Today, CDI largely focuses upon processes designed to achieve outcomes of additional reimbursement. There is a myriad of reasons that lend credibility to my longstanding advocacy and support for CDI transforming itself into a profession that is more geared toward facilitating realized improvement in the communication of patient care. Here are two recent developments that should invoke some interest for most in the CDI arena, or those directly or indirectly involved in CDI at their facility,

The first development relates to the recent Sept. 27 U.S. Department of Health and Human Services (HHS) Office of Inspector General (OIG) report revealing “widespread and persistent problems” related to prior authorization and claim denials in Medicare Advantage.

Using Medicare Advantage data on denials, appeals, and appeal outcomes from 2014 to 2016, the federal watchdog found that Medicare Advantage Organizations (MAOs) overturned 75 percent of their own prior authorization and claim denials from 2014 to 2016.

Most of the overturned denials in the first appeals level (82 percent) were for payment requests for delivered services, and the remaining 18 percent were for prior authorizations of services that the beneficiary had yet to receive.

The second development relates to a recent Fitch Ratings report on nonprofit hospitals, highlighting that despite such hospitals’ healthier balance sheets, they continue to see shrinking operating margins. Fitch’s 2018 medians paint a picture of declining operating margins across the hospitals’ rating spectrum, suggesting ongoing stress in the sector. The median operating margin in 2017 was 1.9 percent, down from 2.8 percent in 2016. For the second straight year, median profitability levels declined, with median operating and operating EBITDA margins of 1.9 percent and 8.5 percent, respectively, versus 2.8 percent and 9.5 percent a year earlier.

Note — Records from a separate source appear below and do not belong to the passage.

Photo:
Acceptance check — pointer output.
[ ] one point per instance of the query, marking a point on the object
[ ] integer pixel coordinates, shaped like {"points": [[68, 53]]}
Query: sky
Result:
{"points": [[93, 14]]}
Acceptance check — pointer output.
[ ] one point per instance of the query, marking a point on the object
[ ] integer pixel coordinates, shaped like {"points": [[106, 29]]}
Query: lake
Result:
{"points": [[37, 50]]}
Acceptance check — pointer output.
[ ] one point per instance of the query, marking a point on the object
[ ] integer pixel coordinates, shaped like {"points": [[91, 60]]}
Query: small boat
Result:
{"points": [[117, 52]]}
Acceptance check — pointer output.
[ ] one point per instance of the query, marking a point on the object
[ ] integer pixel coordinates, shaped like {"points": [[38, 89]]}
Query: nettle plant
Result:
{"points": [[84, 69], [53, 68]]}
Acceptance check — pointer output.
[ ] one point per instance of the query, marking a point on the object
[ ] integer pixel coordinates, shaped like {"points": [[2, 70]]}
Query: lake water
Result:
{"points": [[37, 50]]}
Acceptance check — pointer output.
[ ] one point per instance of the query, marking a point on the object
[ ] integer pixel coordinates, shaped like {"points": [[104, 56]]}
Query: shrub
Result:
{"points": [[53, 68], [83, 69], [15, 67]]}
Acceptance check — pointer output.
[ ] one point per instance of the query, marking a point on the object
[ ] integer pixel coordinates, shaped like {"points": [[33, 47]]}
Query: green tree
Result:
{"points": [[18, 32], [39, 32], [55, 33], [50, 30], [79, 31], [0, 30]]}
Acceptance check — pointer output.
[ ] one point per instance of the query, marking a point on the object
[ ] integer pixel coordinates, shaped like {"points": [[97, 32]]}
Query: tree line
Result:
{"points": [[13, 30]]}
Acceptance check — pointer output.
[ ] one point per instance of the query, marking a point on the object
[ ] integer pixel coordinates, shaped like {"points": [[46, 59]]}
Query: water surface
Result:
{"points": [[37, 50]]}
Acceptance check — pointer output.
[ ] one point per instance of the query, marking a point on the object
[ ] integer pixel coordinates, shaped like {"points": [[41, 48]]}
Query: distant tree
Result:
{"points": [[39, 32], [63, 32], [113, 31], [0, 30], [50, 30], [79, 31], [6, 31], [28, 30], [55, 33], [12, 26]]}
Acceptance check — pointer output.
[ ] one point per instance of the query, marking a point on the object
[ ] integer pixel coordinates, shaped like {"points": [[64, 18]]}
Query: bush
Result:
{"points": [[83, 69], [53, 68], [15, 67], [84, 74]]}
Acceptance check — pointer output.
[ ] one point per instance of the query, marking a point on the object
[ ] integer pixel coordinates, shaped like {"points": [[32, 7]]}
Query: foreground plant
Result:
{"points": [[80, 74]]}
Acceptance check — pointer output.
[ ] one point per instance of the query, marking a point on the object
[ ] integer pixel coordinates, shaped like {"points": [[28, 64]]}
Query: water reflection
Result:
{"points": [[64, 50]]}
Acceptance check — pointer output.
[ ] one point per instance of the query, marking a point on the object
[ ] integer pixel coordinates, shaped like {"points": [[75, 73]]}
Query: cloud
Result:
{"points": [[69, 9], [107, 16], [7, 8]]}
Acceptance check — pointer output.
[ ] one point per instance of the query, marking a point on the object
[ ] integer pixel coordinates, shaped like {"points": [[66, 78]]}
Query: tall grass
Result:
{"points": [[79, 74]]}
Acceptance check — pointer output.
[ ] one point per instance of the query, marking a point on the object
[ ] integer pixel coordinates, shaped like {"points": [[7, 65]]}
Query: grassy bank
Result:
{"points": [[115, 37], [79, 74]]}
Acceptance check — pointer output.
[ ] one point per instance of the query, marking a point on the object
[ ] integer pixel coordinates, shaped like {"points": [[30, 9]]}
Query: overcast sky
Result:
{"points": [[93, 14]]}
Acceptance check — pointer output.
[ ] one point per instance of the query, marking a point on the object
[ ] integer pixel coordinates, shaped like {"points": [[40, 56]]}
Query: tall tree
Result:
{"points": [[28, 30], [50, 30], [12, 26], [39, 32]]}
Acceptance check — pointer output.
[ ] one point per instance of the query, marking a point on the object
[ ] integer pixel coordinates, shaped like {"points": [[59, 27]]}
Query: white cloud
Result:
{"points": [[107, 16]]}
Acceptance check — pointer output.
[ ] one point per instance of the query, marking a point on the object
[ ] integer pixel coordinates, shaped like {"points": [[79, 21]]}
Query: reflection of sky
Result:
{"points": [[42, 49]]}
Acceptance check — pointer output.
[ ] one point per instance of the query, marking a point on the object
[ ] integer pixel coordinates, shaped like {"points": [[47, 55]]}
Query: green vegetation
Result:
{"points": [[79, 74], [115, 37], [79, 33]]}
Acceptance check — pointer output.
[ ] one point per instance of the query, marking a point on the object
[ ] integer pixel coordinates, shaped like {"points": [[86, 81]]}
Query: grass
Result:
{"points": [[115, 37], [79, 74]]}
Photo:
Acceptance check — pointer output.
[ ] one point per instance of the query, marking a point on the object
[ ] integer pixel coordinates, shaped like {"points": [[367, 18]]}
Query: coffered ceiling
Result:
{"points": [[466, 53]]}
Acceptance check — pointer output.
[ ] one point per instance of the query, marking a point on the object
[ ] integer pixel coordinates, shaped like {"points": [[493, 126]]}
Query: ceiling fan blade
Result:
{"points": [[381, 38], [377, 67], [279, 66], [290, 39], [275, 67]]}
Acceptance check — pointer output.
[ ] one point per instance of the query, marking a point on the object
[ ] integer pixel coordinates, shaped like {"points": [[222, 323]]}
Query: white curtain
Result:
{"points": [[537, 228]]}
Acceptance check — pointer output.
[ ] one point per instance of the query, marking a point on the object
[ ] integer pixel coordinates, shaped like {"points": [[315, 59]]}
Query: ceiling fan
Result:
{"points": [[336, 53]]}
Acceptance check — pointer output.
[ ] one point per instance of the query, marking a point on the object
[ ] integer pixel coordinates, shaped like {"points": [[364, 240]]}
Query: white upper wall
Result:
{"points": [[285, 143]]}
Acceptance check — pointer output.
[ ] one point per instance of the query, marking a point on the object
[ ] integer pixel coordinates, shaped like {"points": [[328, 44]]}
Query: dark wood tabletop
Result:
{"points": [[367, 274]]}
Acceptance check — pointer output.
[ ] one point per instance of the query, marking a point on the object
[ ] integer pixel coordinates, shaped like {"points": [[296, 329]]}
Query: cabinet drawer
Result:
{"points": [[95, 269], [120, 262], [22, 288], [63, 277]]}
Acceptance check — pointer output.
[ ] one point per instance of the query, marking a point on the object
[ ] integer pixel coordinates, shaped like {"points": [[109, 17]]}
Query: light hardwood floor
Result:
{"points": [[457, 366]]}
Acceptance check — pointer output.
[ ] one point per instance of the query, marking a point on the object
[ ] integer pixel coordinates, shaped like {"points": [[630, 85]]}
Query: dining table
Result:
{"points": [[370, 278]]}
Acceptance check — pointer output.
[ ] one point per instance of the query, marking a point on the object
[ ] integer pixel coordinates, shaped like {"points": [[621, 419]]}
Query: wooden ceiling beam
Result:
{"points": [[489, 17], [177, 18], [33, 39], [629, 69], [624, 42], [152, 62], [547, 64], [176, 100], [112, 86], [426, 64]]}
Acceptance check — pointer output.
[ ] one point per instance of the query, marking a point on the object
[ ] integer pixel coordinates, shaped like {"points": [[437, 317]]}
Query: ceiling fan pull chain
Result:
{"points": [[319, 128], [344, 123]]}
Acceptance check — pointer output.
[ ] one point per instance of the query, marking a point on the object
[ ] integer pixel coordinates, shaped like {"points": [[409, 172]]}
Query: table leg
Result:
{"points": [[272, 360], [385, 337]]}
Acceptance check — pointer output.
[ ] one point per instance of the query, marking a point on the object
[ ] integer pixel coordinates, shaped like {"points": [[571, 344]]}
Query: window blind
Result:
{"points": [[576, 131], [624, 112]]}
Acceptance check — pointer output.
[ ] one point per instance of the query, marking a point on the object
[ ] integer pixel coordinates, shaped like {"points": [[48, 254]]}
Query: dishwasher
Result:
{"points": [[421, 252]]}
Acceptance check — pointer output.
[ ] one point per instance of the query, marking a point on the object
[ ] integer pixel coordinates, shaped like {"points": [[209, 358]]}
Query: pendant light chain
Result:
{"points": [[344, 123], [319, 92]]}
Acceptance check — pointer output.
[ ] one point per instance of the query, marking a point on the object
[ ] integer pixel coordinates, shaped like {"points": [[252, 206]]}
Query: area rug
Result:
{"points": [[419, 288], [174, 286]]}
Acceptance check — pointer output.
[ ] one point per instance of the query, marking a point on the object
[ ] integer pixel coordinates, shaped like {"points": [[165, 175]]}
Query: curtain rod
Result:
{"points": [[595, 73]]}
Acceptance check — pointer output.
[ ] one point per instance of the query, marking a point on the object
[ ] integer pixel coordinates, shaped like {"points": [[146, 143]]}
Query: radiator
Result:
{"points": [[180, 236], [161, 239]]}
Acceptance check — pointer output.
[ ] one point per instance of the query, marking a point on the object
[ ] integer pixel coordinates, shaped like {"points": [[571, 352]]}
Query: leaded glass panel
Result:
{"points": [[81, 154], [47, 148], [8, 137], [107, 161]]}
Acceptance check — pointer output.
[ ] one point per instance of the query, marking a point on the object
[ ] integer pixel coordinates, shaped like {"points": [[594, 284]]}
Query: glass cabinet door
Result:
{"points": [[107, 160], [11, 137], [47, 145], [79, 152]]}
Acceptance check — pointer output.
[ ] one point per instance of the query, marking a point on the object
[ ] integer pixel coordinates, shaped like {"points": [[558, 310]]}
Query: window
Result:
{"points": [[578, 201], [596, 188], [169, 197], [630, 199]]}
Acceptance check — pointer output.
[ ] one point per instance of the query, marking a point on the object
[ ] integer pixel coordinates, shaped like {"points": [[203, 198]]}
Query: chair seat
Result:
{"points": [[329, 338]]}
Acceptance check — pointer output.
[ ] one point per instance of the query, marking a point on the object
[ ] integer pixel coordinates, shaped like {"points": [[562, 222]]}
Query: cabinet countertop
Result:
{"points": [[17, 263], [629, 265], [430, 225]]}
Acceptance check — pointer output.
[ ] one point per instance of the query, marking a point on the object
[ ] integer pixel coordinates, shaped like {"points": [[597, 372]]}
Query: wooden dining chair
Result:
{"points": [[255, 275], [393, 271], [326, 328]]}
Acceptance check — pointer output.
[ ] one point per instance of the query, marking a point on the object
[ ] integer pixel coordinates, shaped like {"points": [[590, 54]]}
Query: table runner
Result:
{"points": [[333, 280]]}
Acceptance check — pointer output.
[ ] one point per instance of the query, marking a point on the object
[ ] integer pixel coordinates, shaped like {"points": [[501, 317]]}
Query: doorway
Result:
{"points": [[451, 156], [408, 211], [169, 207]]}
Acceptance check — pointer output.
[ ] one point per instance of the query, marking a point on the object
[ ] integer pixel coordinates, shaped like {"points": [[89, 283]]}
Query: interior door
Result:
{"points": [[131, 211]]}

So, what do these developments have to do with CDI? My thoughts are with the large number of inappropriate denials being overturned on appeals, as identified in the OIG report, as well as how many of these may have been avoided if all the clinical information, facts, and the physician’s clinical thought processes were better communicated in the medical record to begin with. Was there additional clinical information available after the fact that may have been instrumental in avoiding or alleviating a sizable number of these denials? The appeals process is often lengthy, and that certainly contributes to providers’ costs to collect, subsequently reducing hospital margins. The aforementioned second development indicates that hospitals are receiving less reimbursement for services provided from third-party payers, as well as more reimbursement attained through some type of value-based methodology – and more services are being provided in less costly outpatient sites.

Hospitals can bolster their margins through more effective management of the revenue cycle. One area to strengthen is the volume and cost of medical necessity denials, with the majority attributable to insufficient or poor documentation. I continually see poor documentation negatively impacting medical necessity establishment every day. CDI can play a major role in driving down adversarial determinations of medical necessity and costly denials by migrating away from a strict focus upon reimbursement as its ultimate goal and measure of success. I strongly encourage CDI professionals to partner with utilization review/utilization management (UR/UM) and case management professionals to understand their pain points; grasp the limitations of insufficient and poor documentation and the effects they have on their ability to attain third-party payor authorization for the most clinically appropriate initial level of care for the patient; and work collaboratively to address these issues moving forward. I also encourage CDI professionals to develop an open line of communication with the denials and appeals department as an integral part of the CDI process for the purposes of continuous quality improvement (CQI), and to identify insufficient documentation, which can be addressed by physician collaboration into the overall CDI process.